Jadi dalam logika ini memasukkan nilai-nilai moral / agama hanya akan memvonis ODHA sebagai pelaku tindak amoral karena itu ODHA dibela habis-habisan. Bahkan sengaja dibiarkan dengan masyarakat sehat sehingga upaya pencegahan penularan HIV menjadi tidak ada artinya. Gaes masih ingat nggak??! Pertama kali virus ini ditemukan tahun 1978 di San Fransisco Amerika Serikat pada kalangan homoseksual dan di Indonesia pertama kali ditemukan pada turis asing di Bali tahun 1981.
Kita tau kan gaes bagaimana perilaku seks turis asing, emang sich tidak semua penganut seks bebas.
Ada juga gaes, dalam kampanye pencegahan HIV-AIDS ada istilah ABCD (A : Abstinence /jangan berhubungan seks, B : Befaithfull /setialah pada pasangan, C : Condom / pakailah kondom, D : no use drugs /hindari obat-obatan narkoba). Jika melihat program yg ditawarkan tampaknya bagus namun realitasnya program kondomisasi lebih menonjol padahal orang bodoh pun tau bahwa menyodorkan kondom sama saja menyuburkan seks bebas. Apalagi faktanya justru kondom dibagi-bagikan dilokasi prostitusi, hotel. Apa namanya kalau bukan menganjurkan seks bebas??....Yeakan....yeakan....

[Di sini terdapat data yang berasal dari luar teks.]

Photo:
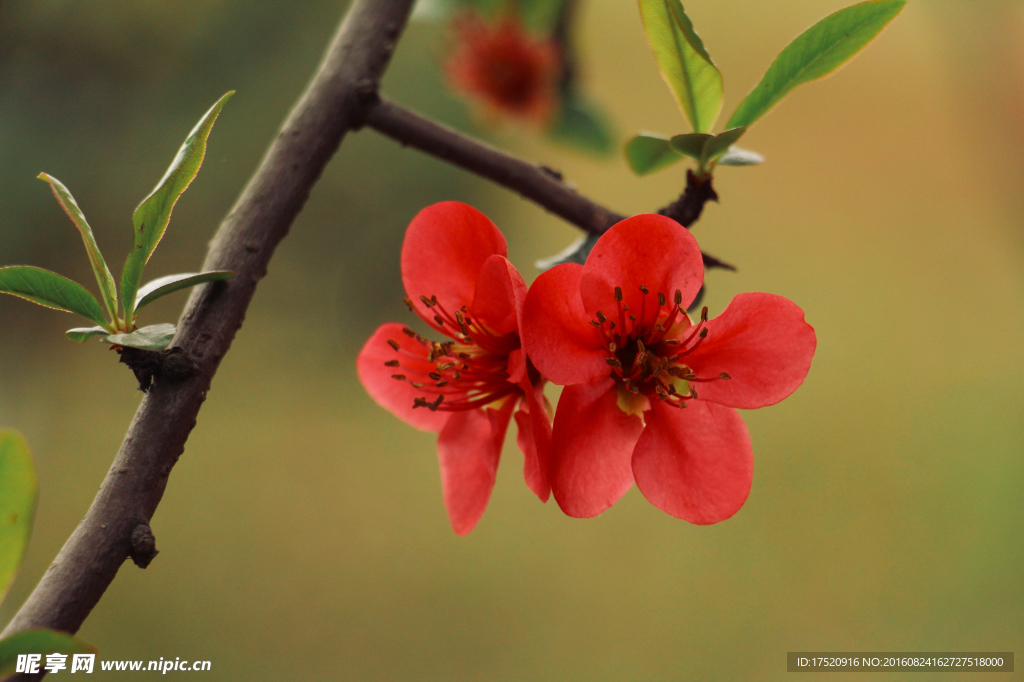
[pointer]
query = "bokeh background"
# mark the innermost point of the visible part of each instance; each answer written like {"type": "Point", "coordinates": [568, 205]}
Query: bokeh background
{"type": "Point", "coordinates": [303, 536]}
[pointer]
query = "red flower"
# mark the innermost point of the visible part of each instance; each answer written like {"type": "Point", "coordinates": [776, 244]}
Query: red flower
{"type": "Point", "coordinates": [512, 73]}
{"type": "Point", "coordinates": [649, 394]}
{"type": "Point", "coordinates": [459, 281]}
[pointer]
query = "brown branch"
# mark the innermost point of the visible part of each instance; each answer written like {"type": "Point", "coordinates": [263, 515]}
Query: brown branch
{"type": "Point", "coordinates": [686, 210]}
{"type": "Point", "coordinates": [539, 184]}
{"type": "Point", "coordinates": [117, 524]}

Sebesar apapun upaya yang dilakukan untuk mencegah tapi kenyataannya makin meluas juga penularannya kareana solusi yang di berikan tidak menyentuh pada sumber utama HIV-AIDS sehingga mustahil bisa dicegah dan dihentikan.
Hanya dengan Islamlah semua itu bisa diselesaikan.
Islam memandang bahwa media utama penularanya adalah seks bebas. Oleh karena itu pencegahannya harus bin kudu menghilangkan praktek seks bebas hal ini bisa dilakukan melalui Pendidikan Islam yang menyeluruh dan komprehensif dimana setiap individu muslim dipahamkan utk kembali terikat pada hukum Islam dalam interaksi sosial seperti larangan mendekati zina dan berzina, larangan kholwat (berdua-duaan laki perempuan bukan mahram seperti pacaran), larangan ikhtilat (campur baur laki perempuan), selalu menutup aurat dll. Sementara itu pelaku seks bebas segera dijatuhi hukuman setimpal agar jera dan tidak ditiru masyarakat umumnya. Misal pezina dirajam, pelaku aborsi dipenjara, pelaku pornografi-pornoaksi dihukum berat termasuk perilaku menyimpang seperti homoseksual.
Sementara itu penderita HIV-AIDS Negara harus memisahkan dari yang sehat alias dikarantina, membiayai santunan selama dikarantina, menggratiskan biaya pengobatan, diberi akses pendidikan dan keterampilan. Bahkan negara wajib membiayai penelitian untuk menemukan obat agar penderita bisa sembuh dan juga masyarakat di didik dan dipahamkan kembali untuk berpegang teguh pada ajaran agama dengan begitu akan membentuk kehidupan sosial yang sehat dengan begitu kita tidak akan dengar lagi ada balita yang terinfeksi virus HIV.